Student journalists were shocked to learn last Monday that Dean of Farts Christopa P. Manfreddo had blocked them on Twitter, the popular social networking service. The Weekly learned of the shock move when its journalists were on one of their mandated internet creeping sessions.
After prolonged negotiations with Manfreddo’s mommy, Weekly reporter Baphomet Muscletone was allowed to approach the Dean of Farts for comment, on the condition that he “play nice.”
“Sometimes the other kids call me names and it makes me sad,” admitted Manfreddo. “Besides, my mom says I’m cool,” he added, nervously fiddling with his backwards cap.

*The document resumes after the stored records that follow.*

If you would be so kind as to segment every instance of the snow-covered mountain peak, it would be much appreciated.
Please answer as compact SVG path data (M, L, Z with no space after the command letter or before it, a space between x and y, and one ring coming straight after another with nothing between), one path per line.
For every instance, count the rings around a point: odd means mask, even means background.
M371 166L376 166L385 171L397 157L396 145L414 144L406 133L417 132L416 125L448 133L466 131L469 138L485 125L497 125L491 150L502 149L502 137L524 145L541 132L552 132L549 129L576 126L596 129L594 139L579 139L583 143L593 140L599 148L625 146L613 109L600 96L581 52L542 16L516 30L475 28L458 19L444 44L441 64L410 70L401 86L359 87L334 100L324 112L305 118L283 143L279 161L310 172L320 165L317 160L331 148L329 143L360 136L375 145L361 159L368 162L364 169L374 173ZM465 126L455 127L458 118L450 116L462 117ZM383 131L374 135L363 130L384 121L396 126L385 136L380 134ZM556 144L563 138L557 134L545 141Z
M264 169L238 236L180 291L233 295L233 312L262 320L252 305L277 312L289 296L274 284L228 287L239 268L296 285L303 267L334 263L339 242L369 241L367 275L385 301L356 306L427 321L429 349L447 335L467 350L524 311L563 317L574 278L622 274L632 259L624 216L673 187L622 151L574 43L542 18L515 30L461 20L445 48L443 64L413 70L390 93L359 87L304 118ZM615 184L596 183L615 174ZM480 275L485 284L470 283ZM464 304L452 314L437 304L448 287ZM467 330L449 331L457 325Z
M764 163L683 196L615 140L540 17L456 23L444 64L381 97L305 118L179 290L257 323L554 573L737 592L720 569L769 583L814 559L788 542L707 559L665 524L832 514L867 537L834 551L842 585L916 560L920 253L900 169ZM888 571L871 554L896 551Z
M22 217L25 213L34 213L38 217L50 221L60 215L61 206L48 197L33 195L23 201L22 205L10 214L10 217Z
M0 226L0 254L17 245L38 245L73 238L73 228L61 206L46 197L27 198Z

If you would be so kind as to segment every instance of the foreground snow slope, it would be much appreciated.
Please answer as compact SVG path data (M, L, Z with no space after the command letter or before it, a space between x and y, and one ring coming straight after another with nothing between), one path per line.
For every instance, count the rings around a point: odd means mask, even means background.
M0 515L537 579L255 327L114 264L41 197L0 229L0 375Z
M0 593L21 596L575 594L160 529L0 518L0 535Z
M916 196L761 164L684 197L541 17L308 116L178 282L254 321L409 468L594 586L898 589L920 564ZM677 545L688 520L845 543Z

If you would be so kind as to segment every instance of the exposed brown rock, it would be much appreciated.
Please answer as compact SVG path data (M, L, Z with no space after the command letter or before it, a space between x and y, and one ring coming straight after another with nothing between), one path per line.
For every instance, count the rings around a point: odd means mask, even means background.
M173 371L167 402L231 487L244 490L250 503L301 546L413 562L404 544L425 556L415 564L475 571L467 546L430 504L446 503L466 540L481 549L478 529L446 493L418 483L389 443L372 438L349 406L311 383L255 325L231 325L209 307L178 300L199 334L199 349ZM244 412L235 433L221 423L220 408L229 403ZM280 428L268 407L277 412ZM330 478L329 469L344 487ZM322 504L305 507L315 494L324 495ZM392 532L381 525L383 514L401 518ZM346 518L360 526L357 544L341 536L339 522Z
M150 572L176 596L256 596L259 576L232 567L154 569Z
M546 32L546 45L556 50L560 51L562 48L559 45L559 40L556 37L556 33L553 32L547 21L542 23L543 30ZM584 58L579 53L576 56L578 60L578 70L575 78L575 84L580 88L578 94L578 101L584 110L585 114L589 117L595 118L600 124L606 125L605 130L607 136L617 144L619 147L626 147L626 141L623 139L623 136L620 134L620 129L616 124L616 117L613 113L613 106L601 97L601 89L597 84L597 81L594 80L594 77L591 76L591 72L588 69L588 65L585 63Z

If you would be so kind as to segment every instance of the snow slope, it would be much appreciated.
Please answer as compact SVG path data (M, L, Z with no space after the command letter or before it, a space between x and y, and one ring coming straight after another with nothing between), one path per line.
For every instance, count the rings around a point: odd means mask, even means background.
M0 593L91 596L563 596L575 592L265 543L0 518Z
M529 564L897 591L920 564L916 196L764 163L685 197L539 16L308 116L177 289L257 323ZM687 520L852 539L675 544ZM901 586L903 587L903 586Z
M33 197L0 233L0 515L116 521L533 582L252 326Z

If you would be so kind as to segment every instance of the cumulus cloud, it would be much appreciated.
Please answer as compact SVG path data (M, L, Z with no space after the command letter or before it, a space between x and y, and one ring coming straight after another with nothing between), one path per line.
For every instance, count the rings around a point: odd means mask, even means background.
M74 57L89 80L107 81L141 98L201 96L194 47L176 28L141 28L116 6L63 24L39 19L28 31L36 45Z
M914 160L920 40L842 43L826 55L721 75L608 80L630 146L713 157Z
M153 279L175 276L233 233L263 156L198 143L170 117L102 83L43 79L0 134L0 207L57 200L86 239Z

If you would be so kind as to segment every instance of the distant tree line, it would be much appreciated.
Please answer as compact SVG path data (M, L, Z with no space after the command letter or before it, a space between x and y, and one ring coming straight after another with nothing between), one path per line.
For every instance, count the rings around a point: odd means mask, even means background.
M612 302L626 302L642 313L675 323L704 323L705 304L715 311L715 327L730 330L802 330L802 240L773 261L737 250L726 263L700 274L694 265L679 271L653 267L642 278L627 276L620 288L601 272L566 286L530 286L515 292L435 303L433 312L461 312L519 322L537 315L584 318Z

Farts Faculty insiders weighed in, saying that Manfreddo could be “a bit touchy,” in an anonymous email to The Weekly. “He’s a humourless drone,” they continued. “We live in a constant state of fear that we’ll insult his ego with some throwaway remark. He’s hell-bent on abusing what little power he has and takes criticism pretty rough.”
Reported sightings of Manfreddo playing with the SSMU babies have long drawn comment from students at McGall. Popular opinion has now coalesced over the Dean’s motivations. “At first when I saw him clutching that leash with the little kids I thought it was some kind of publicity stunt,” said Jill Spellbinder, U2 Occult Sciences. “I guess he’s just more comfortable among his own.”
Weekly reporter Muscletone brought up the allegations in front of Manfreddo, but was rebuffed with piercing wails of “it’s not fair” and “no one understands me.”
“Don’t you worry about him,” Mommy Manfreddo told The Weekly, after the Dean had gone to bed. “He’s usually bright as a whistle after I tuck him in with his chocolate milk and read him his bedtime story.”